[RFC] I want to disable submit_branch on my computer for all branches. How can I do that?
vila
v.ladeuil+lp at free.fr
Fri May 13 16:13:19 UTC 2011
>>>>> Aaron Bentley <aaron at aaronbentley.com> writes:
> On 11-05-13 04:00 AM, vila wrote:
>> But this is precisely what Alexander (and others including me) is
>> complaining about (and I don't understand the use case it's addressing,
>> if the user is explicit about his desire (--no-remember specified last),
>> we should respect it).
> We should definitely respect the user's desire, but the "--no-" options
> exist to force bzr to give use the default behaviour.
Hmm, that's part of the discussion I think.
To me, -no applies to a boolean and is meant to reverse it. The point
here is that --remember as it is implemented is not related to the fact
that the setting is remembered if it doesn't exist.
> So when a user uses one, their desire is to restore the default
> behaviour. It's not "don't remember", it's "ignore the fact that
> I specified --remember".
Well, I think that's another part of the disagreement, the default
behavior is to remember the setting, *BUT* the default value of the
remember parameter is False !
Hence Martin's proposal to add another option to govern the default
behavior.
If the command switch was called --override, it would make more sense
and be easier to understand for the user. Discovering 'remember=False'
in cmd_merge is not for the average user.
> This applies to all out boolean options, and it's there so that
> users can alias commands to get non-default behaviour and still
> have a way to restore default behaviour.
That's still true for all options which govern a behavior that depend
solely on the option itself. That's not the case here since this also
depends on the existence of the option.
> For example, I have "commit" aliased to "commit --strict". This
> does what I want 95% of the time, and the rest of the time, I use
> commit --no-strict to restore the default behaviour.
Yup, this matches my description above.
>> - change the default behavior to respect user input.
> I find it very frustrating
Well, I'm sorry about that, that wasn't my intent, I hope we can still
discuss the issue anyway.
> that you are asserting that the current behaviour does not respect
> user input. When the user specifies it, it does something.
> That's respecting user input.
Well, s/input/expectations/ if you prefer, but the point was that some
users want to be able to *not* set 'submit_branch' and it seem more
common to not set 'submit_branch' than to use 'merge --remember
--no-remember' (and I still miss how it's useful in this context).
In the end, there are people that want to set it and people that don't.

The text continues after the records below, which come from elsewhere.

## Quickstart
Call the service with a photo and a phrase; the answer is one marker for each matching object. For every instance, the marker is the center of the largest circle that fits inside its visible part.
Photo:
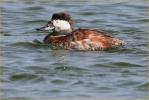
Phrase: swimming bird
(63, 35)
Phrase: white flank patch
(61, 25)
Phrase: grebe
(64, 36)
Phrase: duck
(62, 35)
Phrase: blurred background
(33, 70)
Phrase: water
(32, 70)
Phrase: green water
(33, 70)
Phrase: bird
(63, 35)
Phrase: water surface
(33, 70)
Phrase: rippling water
(34, 70)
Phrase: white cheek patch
(61, 25)
(49, 28)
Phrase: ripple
(59, 81)
(23, 77)
(34, 8)
(34, 44)
(143, 87)
(117, 64)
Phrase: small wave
(34, 44)
(34, 8)
(23, 76)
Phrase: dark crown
(62, 16)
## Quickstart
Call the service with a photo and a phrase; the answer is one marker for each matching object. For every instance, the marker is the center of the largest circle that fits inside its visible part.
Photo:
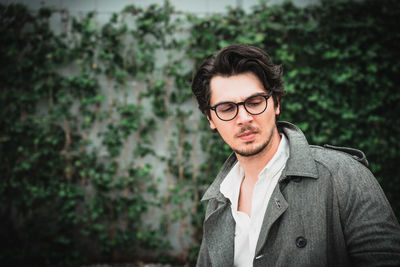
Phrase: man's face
(246, 134)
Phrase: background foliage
(90, 116)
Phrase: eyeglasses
(254, 105)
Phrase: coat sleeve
(371, 230)
(203, 258)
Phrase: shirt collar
(230, 186)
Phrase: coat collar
(300, 163)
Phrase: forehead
(234, 88)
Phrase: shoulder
(343, 161)
(346, 168)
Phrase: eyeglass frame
(267, 96)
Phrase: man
(278, 201)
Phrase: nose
(243, 116)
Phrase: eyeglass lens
(253, 105)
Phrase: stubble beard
(256, 150)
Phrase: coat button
(301, 242)
(297, 179)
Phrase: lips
(247, 135)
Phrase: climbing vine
(104, 155)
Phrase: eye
(226, 108)
(255, 101)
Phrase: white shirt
(248, 228)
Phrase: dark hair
(234, 60)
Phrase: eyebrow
(255, 94)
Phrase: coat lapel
(219, 231)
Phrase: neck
(253, 165)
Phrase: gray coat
(327, 210)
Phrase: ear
(212, 125)
(277, 109)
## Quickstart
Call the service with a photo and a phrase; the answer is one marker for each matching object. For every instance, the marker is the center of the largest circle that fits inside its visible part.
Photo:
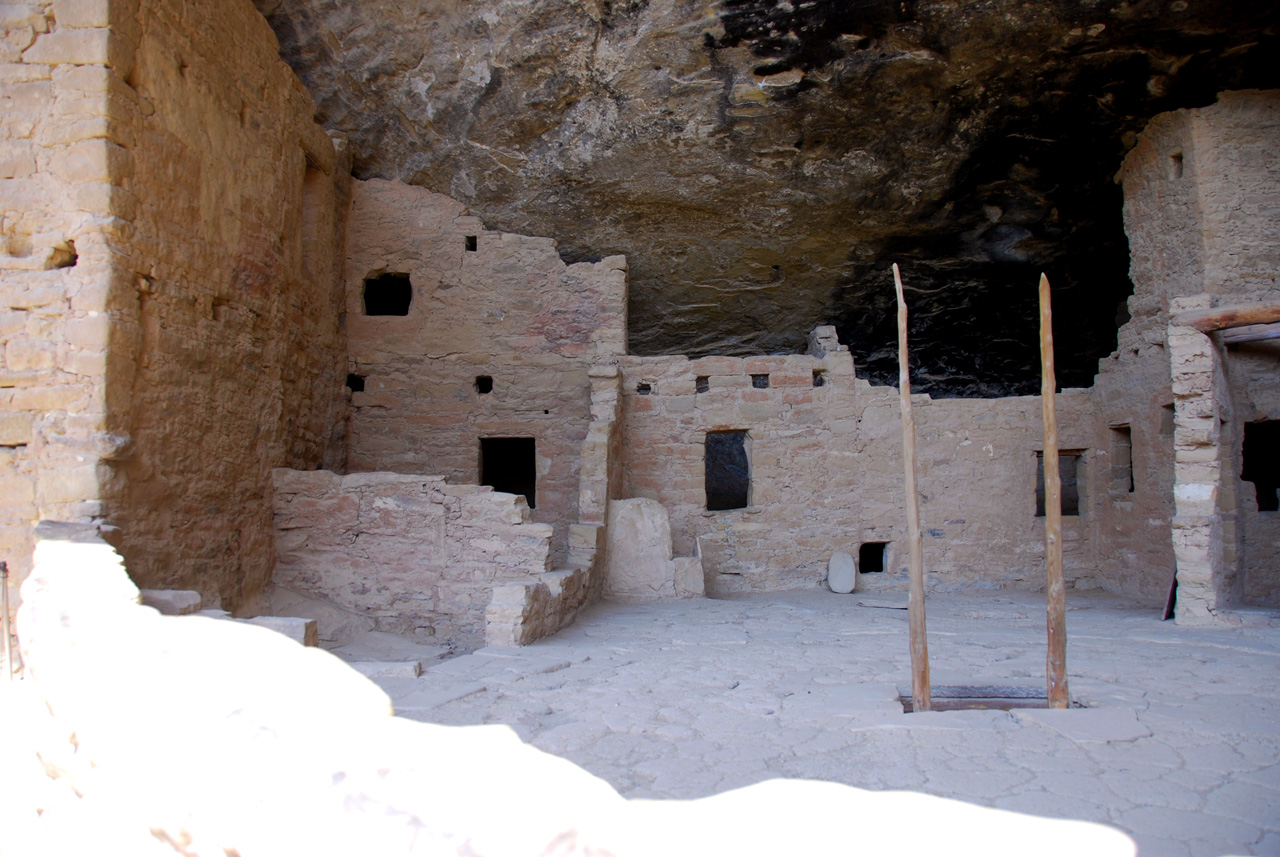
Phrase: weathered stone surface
(638, 558)
(760, 164)
(841, 573)
(172, 603)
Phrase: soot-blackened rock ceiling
(762, 161)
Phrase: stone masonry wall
(227, 335)
(1201, 196)
(58, 184)
(508, 310)
(826, 473)
(415, 554)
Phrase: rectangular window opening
(1121, 459)
(1068, 468)
(727, 471)
(388, 294)
(871, 557)
(510, 464)
(1260, 454)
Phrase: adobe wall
(416, 555)
(508, 310)
(826, 473)
(170, 321)
(1201, 192)
(58, 172)
(229, 338)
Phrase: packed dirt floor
(1178, 742)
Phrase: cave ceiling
(762, 163)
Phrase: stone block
(73, 46)
(841, 573)
(82, 13)
(296, 628)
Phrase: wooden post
(1056, 586)
(920, 697)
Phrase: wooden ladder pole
(1055, 664)
(920, 697)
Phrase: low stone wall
(415, 554)
(191, 736)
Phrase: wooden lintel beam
(1225, 317)
(1252, 333)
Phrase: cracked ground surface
(1179, 743)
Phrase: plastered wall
(417, 557)
(1201, 192)
(508, 310)
(826, 473)
(172, 308)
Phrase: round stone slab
(841, 573)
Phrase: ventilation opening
(510, 464)
(388, 294)
(727, 470)
(1121, 459)
(1068, 467)
(64, 255)
(871, 557)
(1261, 459)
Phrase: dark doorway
(727, 470)
(510, 464)
(388, 294)
(1261, 462)
(871, 557)
(1068, 467)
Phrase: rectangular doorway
(510, 464)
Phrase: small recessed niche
(388, 294)
(871, 557)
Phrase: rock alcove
(762, 163)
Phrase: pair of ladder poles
(1055, 665)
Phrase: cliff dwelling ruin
(487, 338)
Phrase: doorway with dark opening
(1261, 462)
(871, 557)
(510, 464)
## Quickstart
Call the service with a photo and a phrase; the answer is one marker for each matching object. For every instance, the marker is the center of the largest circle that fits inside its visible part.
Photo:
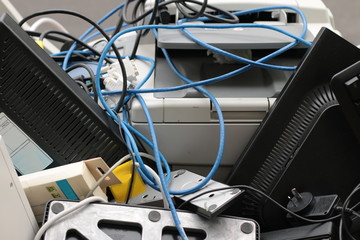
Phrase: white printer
(186, 123)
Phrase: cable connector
(309, 206)
(113, 79)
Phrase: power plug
(309, 206)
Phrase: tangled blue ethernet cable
(128, 129)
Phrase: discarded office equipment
(304, 142)
(59, 122)
(346, 87)
(112, 221)
(71, 181)
(319, 231)
(17, 219)
(186, 118)
(209, 205)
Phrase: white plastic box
(72, 181)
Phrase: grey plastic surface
(236, 38)
(87, 219)
(254, 83)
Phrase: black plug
(309, 206)
(164, 15)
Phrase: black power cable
(118, 56)
(228, 16)
(264, 195)
(197, 14)
(45, 35)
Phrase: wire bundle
(120, 112)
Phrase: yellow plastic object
(120, 191)
(40, 43)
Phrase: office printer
(186, 122)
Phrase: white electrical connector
(113, 79)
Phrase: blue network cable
(212, 80)
(238, 58)
(160, 170)
(72, 48)
(172, 27)
(151, 127)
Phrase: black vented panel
(309, 111)
(48, 105)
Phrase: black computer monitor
(41, 100)
(304, 142)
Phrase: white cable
(49, 223)
(121, 161)
(50, 21)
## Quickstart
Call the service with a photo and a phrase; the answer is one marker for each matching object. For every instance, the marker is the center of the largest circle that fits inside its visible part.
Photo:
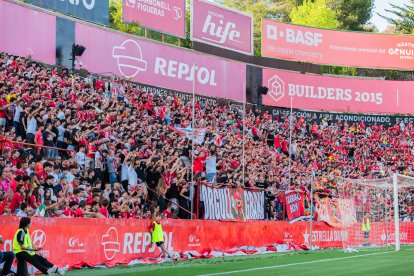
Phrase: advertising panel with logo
(338, 212)
(160, 65)
(221, 27)
(93, 242)
(166, 16)
(232, 204)
(91, 10)
(312, 92)
(293, 42)
(25, 32)
(313, 116)
(295, 205)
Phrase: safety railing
(14, 145)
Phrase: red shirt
(69, 213)
(198, 164)
(15, 201)
(39, 138)
(167, 213)
(2, 112)
(79, 213)
(104, 211)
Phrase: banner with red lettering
(295, 205)
(221, 26)
(160, 65)
(95, 242)
(311, 92)
(26, 32)
(369, 50)
(166, 16)
(337, 213)
(228, 203)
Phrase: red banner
(312, 92)
(295, 205)
(232, 204)
(27, 32)
(338, 212)
(293, 42)
(118, 241)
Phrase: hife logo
(110, 243)
(129, 58)
(276, 88)
(219, 31)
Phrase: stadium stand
(107, 149)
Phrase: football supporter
(140, 142)
(26, 252)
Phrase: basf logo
(276, 88)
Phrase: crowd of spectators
(99, 147)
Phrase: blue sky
(380, 6)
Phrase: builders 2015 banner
(293, 42)
(340, 212)
(232, 204)
(312, 92)
(295, 205)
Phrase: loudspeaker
(262, 90)
(77, 50)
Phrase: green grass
(368, 262)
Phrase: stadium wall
(50, 36)
(93, 242)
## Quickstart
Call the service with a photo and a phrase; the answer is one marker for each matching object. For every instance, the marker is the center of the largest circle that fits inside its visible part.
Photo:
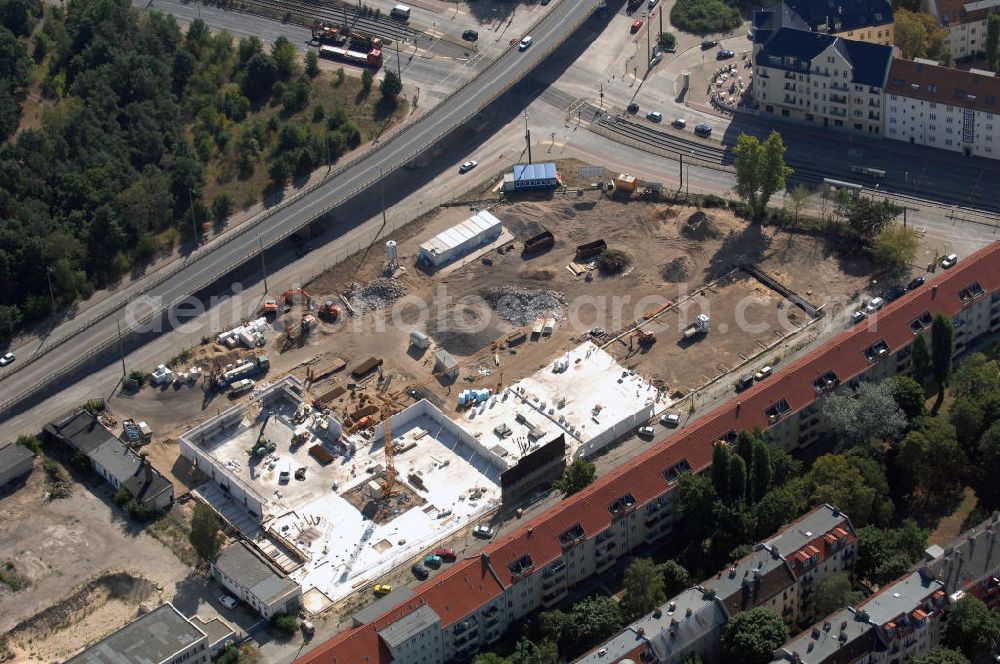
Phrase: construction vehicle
(644, 337)
(329, 311)
(699, 327)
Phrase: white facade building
(927, 104)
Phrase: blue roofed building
(820, 79)
(527, 177)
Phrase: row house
(777, 575)
(820, 79)
(943, 108)
(591, 532)
(965, 23)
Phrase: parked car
(875, 305)
(447, 555)
(670, 420)
(743, 382)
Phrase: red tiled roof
(459, 588)
(944, 85)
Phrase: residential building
(777, 575)
(965, 22)
(821, 79)
(255, 582)
(861, 20)
(112, 459)
(900, 621)
(16, 461)
(162, 636)
(927, 104)
(534, 566)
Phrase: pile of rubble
(376, 294)
(521, 306)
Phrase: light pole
(52, 297)
(263, 269)
(194, 221)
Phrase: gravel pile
(521, 306)
(376, 294)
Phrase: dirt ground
(85, 568)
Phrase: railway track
(384, 27)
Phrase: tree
(993, 42)
(942, 349)
(760, 471)
(577, 476)
(205, 536)
(918, 34)
(853, 484)
(312, 63)
(391, 86)
(909, 396)
(868, 217)
(527, 652)
(675, 577)
(830, 593)
(863, 416)
(940, 655)
(798, 199)
(972, 628)
(283, 52)
(643, 589)
(752, 636)
(896, 247)
(760, 170)
(921, 358)
(222, 207)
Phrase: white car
(670, 419)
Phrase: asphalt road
(212, 261)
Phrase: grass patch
(702, 17)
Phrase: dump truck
(699, 327)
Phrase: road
(209, 263)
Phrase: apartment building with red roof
(534, 566)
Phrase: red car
(446, 554)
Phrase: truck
(699, 327)
(373, 58)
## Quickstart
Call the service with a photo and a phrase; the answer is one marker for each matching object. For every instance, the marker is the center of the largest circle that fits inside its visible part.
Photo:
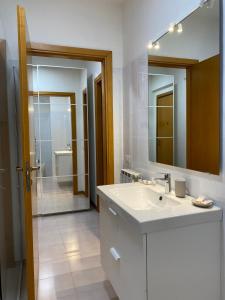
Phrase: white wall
(59, 79)
(179, 76)
(93, 24)
(199, 39)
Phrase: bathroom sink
(143, 198)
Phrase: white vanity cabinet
(177, 264)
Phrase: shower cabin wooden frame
(72, 97)
(28, 49)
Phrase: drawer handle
(113, 211)
(115, 254)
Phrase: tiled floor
(70, 267)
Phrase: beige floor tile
(70, 267)
(95, 291)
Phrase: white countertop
(157, 219)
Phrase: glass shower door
(61, 127)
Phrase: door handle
(115, 254)
(113, 211)
(34, 168)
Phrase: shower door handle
(19, 169)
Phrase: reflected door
(165, 128)
(61, 131)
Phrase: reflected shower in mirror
(184, 92)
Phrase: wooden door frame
(179, 63)
(72, 97)
(105, 57)
(86, 140)
(157, 106)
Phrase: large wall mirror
(184, 92)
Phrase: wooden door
(86, 158)
(99, 134)
(164, 129)
(203, 142)
(28, 167)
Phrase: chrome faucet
(167, 180)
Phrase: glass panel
(187, 59)
(56, 161)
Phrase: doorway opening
(29, 167)
(66, 149)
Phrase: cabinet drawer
(109, 244)
(123, 253)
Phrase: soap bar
(201, 202)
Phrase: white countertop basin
(149, 209)
(143, 198)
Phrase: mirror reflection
(184, 93)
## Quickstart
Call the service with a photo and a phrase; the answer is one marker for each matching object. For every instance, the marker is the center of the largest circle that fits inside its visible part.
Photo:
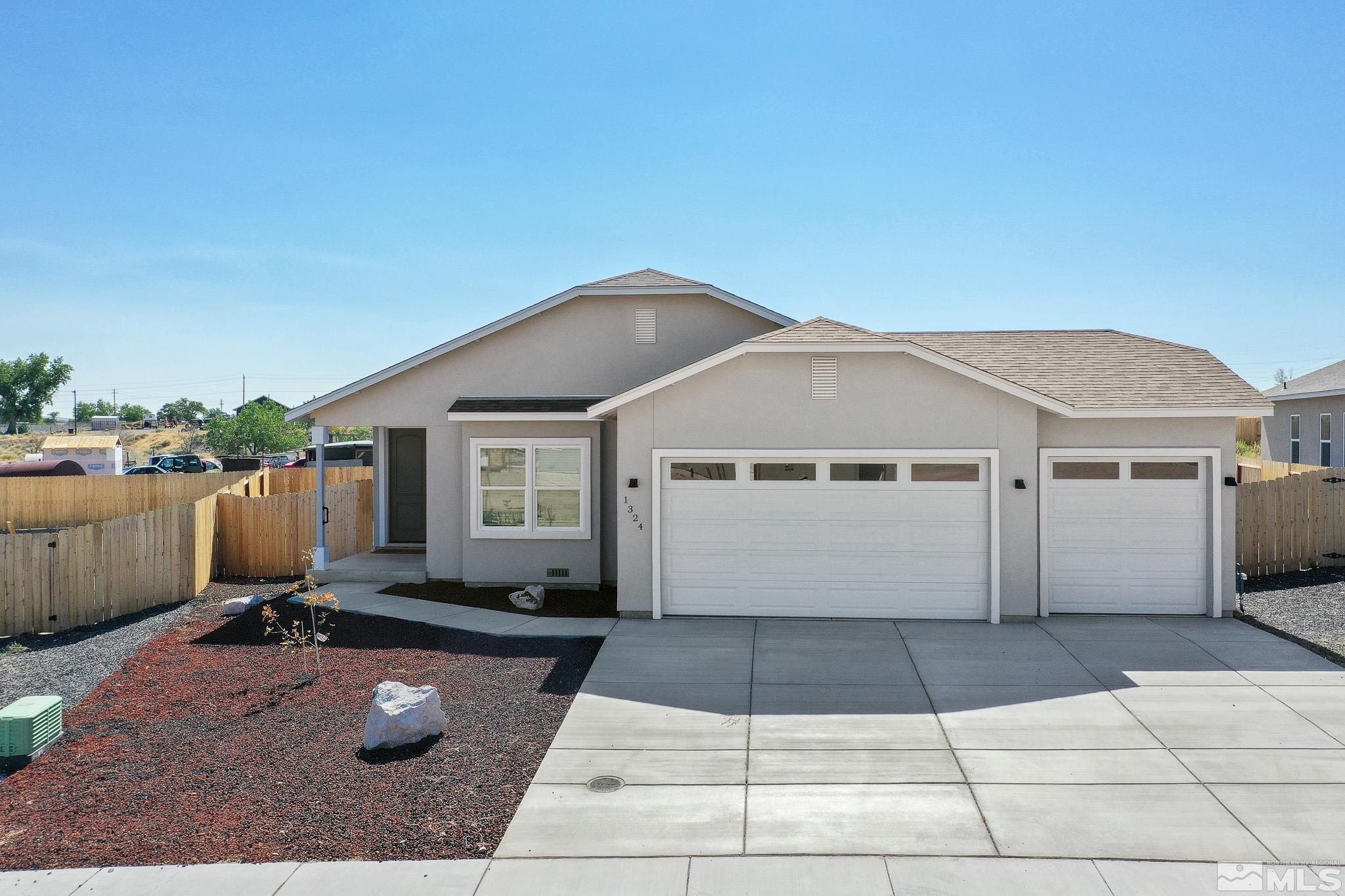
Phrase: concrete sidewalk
(676, 876)
(363, 598)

Keeping the actual behavior doesn't address the needs of the later, as
Alexander said when starting this thread:
bzr merge --no-remember ../xxx
just does not what one expect it to do, you could argue that
--no-remember doesn't mean "don't remember", that's still hard to
swallow...
Vincent
P.S.: Again, I didn't mean to offense anyone, keep in mind that I'm not
a native speaker when you feel I offend you. I just don't like to offend
people, it's just counter-productive.